Les réactions des candidats présents
Deux prétendants à la succession municipale ont assisté personnellement à cette présentation : le maire sortant Thibaud Guiraud (Générations La Rochelle) et son challenger Christophe Batcabe (Une vision pour La Rochelle). Le journal Sud Ouest a pu recueillir leurs premières impressions sur place, tandis que les équipes des autres candidats ont été contactées par courriel puis relancées par message texte pour obtenir leurs positions.
Des avis contrastés sur la faisabilité
Thibaud Guiraud reconnaît l'intérêt du projet pour « rapprocher les quartiers » et salue son origine citoyenne. Cependant, il soulève plusieurs obstacles techniques majeurs : « Le problème de la pollution contenue dans les vases à Port-Neuf coûtera très cher à traiter. Et pour que le bus de mer accoste à marée basse, il faudra dérocter, ce qui suppose des autorisations administratives longues à obtenir. »
Christophe Batcabe se montre beaucoup plus enthousiaste : « Les mobilités sont un sujet crucial pour La Rochelle. La circulation automobile y est devenue irréaliste. Quand on pense à l'avenir de l'agglomération et à son attractivité, il est clair qu'il faut y aller sur ce projet, il faut le tester rapidement. »
Les positions des autres candidats
Olivier Falorni (Pour les Rochelaises et les Rochelais) propose une approche pragmatique : « Cette navette pourrait d'abord être mise en place à titre expérimental, afin d'en évaluer l'usage, la pertinence et les conditions de fonctionnement. Son financement serait alors assuré par Yélo Mobilités. »
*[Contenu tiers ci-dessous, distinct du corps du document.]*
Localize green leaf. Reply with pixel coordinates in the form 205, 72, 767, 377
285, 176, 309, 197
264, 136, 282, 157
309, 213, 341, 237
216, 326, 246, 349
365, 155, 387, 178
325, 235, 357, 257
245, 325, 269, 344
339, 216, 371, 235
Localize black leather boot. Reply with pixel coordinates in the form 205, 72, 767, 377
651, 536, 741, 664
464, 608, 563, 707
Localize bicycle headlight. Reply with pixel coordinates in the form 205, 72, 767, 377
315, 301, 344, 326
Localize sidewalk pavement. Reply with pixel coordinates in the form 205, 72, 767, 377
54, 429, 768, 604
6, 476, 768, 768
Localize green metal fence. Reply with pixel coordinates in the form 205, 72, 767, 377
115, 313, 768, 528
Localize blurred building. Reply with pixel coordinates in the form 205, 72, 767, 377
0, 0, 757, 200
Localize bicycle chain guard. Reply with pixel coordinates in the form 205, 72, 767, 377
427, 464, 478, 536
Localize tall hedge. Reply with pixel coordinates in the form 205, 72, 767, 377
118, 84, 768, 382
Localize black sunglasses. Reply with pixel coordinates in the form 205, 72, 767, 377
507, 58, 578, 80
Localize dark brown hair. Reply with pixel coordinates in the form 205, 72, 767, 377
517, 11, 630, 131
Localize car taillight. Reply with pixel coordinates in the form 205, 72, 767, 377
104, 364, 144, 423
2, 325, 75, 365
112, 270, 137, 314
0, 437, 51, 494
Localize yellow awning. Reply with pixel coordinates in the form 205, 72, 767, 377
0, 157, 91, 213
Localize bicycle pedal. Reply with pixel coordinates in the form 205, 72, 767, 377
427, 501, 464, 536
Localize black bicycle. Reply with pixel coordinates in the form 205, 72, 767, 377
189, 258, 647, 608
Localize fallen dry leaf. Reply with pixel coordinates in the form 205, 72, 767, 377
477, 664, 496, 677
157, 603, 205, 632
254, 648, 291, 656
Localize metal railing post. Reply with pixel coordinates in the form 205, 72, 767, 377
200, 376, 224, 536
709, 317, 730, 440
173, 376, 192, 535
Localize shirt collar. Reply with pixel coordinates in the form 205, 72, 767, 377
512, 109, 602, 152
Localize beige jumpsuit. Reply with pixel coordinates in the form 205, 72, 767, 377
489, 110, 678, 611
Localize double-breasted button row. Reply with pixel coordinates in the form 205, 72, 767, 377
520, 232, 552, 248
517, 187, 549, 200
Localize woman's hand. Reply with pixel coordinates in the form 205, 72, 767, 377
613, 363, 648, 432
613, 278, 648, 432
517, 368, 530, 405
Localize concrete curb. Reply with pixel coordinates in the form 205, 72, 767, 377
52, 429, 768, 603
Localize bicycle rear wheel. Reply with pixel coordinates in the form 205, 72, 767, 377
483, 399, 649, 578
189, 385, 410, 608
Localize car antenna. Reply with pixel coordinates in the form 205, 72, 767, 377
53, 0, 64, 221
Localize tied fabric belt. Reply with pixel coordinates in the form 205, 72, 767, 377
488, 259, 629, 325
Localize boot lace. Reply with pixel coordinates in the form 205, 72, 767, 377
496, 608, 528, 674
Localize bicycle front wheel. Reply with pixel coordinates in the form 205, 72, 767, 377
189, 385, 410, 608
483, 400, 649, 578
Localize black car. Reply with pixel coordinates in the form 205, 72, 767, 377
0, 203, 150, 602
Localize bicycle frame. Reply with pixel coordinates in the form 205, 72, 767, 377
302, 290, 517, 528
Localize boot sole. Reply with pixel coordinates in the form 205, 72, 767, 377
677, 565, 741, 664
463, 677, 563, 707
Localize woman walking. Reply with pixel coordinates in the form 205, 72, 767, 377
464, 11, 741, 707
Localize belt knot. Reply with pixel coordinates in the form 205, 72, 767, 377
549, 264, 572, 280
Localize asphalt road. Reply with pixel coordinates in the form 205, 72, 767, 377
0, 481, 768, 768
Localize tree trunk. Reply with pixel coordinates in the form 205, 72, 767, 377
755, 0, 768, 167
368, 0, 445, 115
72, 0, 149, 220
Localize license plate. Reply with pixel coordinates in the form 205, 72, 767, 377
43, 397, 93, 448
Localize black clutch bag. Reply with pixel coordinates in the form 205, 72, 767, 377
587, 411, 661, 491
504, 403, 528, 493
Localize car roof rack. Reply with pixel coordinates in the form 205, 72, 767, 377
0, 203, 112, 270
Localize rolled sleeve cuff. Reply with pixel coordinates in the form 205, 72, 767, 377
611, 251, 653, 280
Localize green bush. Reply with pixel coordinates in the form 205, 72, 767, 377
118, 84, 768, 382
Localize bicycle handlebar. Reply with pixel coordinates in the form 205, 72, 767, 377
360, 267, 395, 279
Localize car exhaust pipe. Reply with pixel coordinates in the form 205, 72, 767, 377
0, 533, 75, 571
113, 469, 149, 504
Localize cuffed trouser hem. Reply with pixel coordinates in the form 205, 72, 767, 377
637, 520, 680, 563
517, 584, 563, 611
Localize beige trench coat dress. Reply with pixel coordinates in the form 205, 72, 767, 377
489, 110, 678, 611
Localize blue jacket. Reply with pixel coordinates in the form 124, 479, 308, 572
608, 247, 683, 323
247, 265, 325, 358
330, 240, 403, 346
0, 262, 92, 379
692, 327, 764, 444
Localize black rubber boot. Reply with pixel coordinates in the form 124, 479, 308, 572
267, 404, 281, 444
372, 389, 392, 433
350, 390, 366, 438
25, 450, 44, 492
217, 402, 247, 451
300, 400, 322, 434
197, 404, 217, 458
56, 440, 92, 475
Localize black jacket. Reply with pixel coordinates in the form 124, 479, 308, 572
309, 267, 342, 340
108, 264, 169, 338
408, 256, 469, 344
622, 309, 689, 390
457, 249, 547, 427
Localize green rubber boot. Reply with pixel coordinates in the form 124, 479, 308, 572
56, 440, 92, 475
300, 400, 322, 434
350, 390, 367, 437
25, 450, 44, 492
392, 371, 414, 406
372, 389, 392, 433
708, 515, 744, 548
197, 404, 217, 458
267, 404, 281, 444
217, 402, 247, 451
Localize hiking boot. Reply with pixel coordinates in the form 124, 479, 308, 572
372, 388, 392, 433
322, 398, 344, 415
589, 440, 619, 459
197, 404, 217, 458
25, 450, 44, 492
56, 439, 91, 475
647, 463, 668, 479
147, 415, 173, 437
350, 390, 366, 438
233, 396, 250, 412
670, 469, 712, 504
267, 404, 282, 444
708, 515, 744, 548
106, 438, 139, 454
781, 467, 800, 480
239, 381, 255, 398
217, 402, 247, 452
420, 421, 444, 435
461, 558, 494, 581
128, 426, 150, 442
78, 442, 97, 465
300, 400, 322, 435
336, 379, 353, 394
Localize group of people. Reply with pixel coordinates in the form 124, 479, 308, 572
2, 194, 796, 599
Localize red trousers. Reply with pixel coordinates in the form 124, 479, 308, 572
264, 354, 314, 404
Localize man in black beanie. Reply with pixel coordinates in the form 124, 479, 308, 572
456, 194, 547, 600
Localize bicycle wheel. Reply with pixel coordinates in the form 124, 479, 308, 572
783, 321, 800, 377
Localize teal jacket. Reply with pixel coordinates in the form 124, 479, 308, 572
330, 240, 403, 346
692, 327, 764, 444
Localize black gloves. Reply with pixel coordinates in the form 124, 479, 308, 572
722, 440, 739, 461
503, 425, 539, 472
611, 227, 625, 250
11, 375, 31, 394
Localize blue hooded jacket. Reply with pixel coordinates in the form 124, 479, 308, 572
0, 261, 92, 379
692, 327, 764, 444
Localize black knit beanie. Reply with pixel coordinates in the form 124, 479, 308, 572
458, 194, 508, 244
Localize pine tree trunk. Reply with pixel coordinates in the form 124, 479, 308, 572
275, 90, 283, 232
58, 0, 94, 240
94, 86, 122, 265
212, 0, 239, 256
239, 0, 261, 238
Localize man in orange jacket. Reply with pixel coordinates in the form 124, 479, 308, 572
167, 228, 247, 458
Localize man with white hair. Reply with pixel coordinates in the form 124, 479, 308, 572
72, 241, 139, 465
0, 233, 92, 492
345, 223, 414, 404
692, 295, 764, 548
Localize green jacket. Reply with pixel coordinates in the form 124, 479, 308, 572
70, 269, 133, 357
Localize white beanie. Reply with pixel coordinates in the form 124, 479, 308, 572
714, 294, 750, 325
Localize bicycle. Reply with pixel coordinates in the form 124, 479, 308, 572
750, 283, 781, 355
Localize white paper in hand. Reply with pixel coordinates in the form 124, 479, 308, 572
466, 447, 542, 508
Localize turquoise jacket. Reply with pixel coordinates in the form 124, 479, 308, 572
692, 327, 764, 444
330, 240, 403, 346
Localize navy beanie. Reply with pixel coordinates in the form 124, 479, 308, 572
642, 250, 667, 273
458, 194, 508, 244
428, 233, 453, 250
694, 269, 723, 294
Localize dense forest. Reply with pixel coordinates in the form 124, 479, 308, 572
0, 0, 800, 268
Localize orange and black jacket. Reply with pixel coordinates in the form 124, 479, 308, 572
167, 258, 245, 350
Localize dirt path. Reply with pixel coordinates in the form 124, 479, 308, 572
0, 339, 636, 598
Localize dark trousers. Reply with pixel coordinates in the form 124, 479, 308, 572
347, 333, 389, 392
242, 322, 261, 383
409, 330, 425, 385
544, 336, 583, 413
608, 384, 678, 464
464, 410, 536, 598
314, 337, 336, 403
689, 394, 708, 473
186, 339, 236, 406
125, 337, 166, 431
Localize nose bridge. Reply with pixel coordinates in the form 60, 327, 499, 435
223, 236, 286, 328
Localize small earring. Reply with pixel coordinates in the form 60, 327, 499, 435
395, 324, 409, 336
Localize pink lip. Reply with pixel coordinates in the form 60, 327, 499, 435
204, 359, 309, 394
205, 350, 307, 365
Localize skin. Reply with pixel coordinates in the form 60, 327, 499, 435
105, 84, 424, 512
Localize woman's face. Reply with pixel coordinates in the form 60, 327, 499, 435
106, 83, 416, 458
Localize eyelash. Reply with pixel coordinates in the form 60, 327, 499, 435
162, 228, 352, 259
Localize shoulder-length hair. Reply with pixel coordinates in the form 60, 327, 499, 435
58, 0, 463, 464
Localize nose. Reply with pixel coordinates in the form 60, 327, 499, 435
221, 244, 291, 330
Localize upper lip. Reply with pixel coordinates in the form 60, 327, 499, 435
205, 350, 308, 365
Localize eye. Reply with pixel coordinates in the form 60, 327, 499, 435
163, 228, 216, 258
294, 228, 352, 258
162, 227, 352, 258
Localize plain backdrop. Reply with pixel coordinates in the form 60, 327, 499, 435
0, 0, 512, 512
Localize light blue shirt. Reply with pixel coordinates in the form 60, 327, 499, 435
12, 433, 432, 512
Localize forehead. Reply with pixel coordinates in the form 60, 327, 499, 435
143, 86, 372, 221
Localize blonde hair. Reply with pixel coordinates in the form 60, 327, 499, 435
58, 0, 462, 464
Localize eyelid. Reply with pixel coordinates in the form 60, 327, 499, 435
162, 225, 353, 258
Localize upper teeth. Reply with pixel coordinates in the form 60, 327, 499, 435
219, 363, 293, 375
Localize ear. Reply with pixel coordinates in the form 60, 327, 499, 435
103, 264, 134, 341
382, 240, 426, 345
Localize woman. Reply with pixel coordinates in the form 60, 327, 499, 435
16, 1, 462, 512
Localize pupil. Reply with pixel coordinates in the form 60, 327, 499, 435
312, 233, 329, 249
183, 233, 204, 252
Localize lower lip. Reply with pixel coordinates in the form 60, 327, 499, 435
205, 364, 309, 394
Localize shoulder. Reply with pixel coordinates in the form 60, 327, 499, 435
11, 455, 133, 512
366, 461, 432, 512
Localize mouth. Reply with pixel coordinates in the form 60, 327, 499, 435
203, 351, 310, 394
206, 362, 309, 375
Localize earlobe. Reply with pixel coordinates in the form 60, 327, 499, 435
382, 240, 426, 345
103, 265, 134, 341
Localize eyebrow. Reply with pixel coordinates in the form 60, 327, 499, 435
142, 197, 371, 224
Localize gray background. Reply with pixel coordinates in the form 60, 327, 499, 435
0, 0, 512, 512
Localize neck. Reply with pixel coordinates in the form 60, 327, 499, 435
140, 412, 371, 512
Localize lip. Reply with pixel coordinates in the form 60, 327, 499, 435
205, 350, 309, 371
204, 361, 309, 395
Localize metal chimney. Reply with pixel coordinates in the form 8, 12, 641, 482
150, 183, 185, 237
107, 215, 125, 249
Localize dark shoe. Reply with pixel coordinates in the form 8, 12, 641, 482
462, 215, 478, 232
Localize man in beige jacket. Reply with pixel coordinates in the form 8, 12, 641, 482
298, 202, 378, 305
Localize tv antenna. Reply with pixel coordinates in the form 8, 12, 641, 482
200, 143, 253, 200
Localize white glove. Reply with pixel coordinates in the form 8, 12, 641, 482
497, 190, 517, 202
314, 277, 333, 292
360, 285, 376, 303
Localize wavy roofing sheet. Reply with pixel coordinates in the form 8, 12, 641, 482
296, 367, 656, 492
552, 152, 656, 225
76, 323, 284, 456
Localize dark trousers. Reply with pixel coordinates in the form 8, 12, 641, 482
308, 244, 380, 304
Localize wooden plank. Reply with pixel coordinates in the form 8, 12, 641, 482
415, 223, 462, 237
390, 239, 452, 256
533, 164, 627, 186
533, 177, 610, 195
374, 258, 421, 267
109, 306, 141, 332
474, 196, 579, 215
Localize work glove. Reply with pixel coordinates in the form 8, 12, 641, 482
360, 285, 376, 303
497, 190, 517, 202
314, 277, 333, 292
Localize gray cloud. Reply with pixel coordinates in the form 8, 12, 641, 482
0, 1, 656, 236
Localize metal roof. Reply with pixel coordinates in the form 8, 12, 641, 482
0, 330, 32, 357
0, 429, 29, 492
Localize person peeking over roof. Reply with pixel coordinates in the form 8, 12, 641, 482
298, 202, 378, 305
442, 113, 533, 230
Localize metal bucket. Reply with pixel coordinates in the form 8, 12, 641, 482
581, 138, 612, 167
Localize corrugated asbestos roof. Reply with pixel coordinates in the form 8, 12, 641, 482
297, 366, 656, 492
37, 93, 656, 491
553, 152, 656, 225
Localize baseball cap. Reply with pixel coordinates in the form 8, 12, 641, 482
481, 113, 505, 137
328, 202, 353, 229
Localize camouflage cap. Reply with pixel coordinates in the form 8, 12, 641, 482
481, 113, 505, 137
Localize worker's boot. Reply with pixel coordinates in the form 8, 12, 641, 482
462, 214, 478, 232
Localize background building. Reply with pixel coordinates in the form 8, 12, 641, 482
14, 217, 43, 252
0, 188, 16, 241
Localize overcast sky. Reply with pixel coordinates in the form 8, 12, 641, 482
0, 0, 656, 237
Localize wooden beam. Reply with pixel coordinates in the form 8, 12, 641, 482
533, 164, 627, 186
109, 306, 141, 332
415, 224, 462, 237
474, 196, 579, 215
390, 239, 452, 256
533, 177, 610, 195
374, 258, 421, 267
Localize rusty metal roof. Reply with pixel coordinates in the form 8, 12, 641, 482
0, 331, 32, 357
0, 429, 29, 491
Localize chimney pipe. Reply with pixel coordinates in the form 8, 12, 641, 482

Maryline Simoné et Jean-Marc Soubeste (La Rochelle unie) envisagent des scénarios variés : « Des scénarios, prenant en compte les contraintes naturelles (basse ou haute marée) seront testés pour déterminer les options les plus opportunes. Une fois le scrutin municipal passé, nous rassemblerons toutes les parties prenantes. »
Les sceptiques et les conditions
Séverine Werbrouck (Rassemblement La Rochelle) exprime des doutes substantiels : « Le service ne pourrait fonctionner de manière fiable toute l'année en raison de la houle, des vents et des marées. Nous doutons de la pertinence du projet en termes de fréquentation, considérant qu'il ne profiterait qu'à une minorité d'usagers. »
Antoine Colin et Danielle Vauzelle (Lutte ouvrière) posent des conditions strictes : « Il faut un trafic cadencé, pour un volume de passagers bien supérieur. Il faudrait aussi qu'il prenne à bord les voitures. Alors oui sans réserve si le projet est financé par les fortunes locales ou d'ailleurs. »
Un débat qui dépasse les élections
Ce projet de navette maritime dépasse le simple cadre des élections municipales. Il interroge fondamentalement l'avenir des mobilités dans l'agglomération rochelaise, entre volonté de désenclavement des quartiers, contraintes environnementales et techniques, et questions de financement. La diversité des positions exprimées par les candidats reflète la complexité d'un dossier qui mobilise à la fois les habitants, les experts et désormais la classe politique locale.